According to UAAP executive director Saguisag, student-athletes from other collegiate leagues who have availed of the Games and Amusement Board’s special guest license will still have the chance to compete in the UAAP if they were not enrolled in one of the eight member schools prior.
“This is something new, the re-acquisition of eligibility, or as we call it, amateur status, to return to basketball in particular, but there are limitations,” said Saguisag during the UAAP Season 86 press conference at the SM Mall of Asia Arena.
In the UAAP, student-athletes who have played in professional leagues even as a guest player are considered professionals. Meanwhile, other collegiate leagues like the NCAA, the UCBL, and the NAASCU allow their student-athletes to play in professional leagues via an SGL.
Players wishing to regain “amateur status” must also serve one year of residency. The number of years they played in collegiate and professional leagues will determine their remaining years of eligibility in the UAAP.

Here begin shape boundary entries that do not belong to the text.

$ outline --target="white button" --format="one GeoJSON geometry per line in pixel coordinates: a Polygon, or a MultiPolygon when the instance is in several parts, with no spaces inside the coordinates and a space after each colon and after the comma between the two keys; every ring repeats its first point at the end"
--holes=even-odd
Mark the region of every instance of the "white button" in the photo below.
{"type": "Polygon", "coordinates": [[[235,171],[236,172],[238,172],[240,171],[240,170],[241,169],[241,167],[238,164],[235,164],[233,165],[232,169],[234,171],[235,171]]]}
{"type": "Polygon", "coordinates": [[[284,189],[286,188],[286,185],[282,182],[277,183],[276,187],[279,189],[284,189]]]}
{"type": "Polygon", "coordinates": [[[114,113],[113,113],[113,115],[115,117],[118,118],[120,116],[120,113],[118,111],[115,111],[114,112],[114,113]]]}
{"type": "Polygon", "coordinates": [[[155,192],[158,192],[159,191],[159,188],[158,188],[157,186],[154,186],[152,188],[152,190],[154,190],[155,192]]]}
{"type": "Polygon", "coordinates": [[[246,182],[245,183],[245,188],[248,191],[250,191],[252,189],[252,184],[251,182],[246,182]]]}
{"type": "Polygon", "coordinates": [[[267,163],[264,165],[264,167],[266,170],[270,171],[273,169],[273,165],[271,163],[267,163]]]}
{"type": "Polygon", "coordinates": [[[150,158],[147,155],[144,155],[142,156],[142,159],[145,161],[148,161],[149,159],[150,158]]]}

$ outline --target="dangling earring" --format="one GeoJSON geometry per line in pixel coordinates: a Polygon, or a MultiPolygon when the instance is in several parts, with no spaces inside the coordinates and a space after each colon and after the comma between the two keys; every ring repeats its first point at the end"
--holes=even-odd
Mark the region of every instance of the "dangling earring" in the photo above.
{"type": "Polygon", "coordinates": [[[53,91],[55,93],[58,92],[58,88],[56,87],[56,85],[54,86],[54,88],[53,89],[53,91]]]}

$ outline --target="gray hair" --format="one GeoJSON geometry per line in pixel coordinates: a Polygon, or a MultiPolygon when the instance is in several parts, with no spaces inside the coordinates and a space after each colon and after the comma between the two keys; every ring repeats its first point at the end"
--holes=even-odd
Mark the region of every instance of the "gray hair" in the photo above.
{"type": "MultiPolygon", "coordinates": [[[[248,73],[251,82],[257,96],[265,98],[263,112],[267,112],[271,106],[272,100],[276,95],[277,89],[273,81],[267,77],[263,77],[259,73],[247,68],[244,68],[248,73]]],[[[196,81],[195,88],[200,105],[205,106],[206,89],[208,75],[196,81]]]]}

“One requirement is that you have to sit out one year of residency. Number two, the number of years you played as a professional will also be counted as playing years,” said Saguisag.
“Number three and, most importantly, you must not have enrolled in a UAAP member school prior to turning pro, because our reasoning behind that is if you already played in one of these eight member schools, you are constructively notified. You already know that, right?” the amiable executive continued.

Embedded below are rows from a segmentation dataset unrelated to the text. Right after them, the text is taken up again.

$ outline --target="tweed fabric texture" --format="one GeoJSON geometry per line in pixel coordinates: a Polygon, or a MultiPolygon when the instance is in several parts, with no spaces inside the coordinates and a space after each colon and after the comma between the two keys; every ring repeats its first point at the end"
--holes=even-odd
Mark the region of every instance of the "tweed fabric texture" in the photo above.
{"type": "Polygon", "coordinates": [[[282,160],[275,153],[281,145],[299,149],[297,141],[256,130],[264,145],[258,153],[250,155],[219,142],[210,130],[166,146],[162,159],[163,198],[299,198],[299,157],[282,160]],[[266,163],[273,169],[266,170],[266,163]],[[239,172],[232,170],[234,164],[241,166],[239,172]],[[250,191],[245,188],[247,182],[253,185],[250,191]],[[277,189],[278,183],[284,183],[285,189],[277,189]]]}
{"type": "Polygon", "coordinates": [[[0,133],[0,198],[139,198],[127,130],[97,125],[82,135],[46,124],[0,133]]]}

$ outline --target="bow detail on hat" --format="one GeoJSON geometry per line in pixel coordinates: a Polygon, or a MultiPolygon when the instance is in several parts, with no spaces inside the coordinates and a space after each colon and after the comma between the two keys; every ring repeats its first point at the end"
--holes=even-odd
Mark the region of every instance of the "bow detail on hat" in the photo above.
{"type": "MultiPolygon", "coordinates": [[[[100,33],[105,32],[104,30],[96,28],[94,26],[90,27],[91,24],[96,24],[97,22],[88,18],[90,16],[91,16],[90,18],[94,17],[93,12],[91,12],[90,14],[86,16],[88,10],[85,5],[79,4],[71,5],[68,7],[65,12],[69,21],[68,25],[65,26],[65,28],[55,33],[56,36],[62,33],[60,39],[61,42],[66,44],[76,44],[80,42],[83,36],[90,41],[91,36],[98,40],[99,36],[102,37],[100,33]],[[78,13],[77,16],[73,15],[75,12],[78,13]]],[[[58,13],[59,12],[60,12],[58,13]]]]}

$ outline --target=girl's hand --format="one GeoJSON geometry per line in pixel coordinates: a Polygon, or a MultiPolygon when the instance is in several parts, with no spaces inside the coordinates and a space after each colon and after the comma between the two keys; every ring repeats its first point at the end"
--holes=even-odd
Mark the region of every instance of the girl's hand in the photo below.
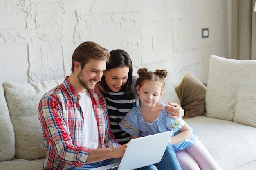
{"type": "Polygon", "coordinates": [[[105,93],[106,92],[103,87],[102,87],[102,86],[99,83],[97,83],[95,85],[95,86],[94,87],[94,91],[99,98],[101,98],[101,91],[105,93]]]}
{"type": "Polygon", "coordinates": [[[169,106],[165,106],[165,109],[169,113],[168,116],[173,119],[181,118],[184,116],[184,110],[177,103],[168,102],[169,106]]]}

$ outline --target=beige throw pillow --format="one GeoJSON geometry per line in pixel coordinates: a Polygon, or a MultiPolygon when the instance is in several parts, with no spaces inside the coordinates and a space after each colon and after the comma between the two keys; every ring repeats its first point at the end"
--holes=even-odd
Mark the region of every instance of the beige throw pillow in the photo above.
{"type": "Polygon", "coordinates": [[[46,156],[38,118],[38,105],[43,95],[63,80],[33,83],[4,83],[15,132],[16,157],[31,160],[46,156]]]}
{"type": "Polygon", "coordinates": [[[212,55],[205,102],[207,117],[256,127],[256,60],[212,55]]]}
{"type": "Polygon", "coordinates": [[[1,80],[0,80],[0,161],[11,159],[15,154],[13,127],[11,122],[1,80]]]}

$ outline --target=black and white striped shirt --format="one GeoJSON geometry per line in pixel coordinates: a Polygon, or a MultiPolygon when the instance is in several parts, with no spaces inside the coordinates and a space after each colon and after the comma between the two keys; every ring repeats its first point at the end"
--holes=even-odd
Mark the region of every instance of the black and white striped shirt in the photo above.
{"type": "Polygon", "coordinates": [[[119,144],[126,143],[130,139],[130,135],[123,131],[119,123],[128,111],[136,106],[135,100],[128,96],[122,89],[117,92],[110,90],[106,99],[111,132],[119,144]]]}

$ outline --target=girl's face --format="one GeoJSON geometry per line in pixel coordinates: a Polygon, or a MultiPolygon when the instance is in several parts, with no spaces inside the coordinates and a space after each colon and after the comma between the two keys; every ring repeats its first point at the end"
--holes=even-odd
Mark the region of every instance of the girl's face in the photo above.
{"type": "Polygon", "coordinates": [[[146,81],[141,87],[136,86],[141,105],[152,106],[157,102],[162,95],[162,85],[158,82],[146,81]]]}
{"type": "Polygon", "coordinates": [[[127,81],[129,67],[118,67],[105,71],[103,73],[108,88],[114,92],[117,92],[127,81]]]}

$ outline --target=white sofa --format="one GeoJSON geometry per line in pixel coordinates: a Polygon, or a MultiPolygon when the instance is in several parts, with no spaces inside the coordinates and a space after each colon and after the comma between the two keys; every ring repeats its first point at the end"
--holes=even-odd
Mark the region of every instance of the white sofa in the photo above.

“If, for example, you were playing for NU and then you decide to obtain an SGL (special guest license), your team has been advised and has considered the repercussions together with your coaches. I hope that’s clear.”
However, the UAAP will maintain its stance regarding special guest licenses for UAAP basketball and volleyball players who want to compete in the Philippine Basketball Association (PBA) and the Premier Volleyball League (PVL), respectively. The same applies to football players who wish to play in the Philippines Football League (PFL).
Regarding other sports, Saguisag said that the league is considering re-evaluating its position. He also admitted that some of the UAAP’s eligibility rules are “basketball-centric,” which is why the league plans to reconsider its stance on other events.
“For now, we will maintain that we will not recognize the special guest licenses in relation to the PBA. However, for other sports that are not directly comparable or not in the same situation, we may consider reevaluating our stance on those sports that are not exactly like the PBA,” said Saguisag.
“The thing is, we’ve realized that sometimes our rules tend to be basketball-centric, and we have come up with different permutations for each sporting event and division, which will be evaluated.”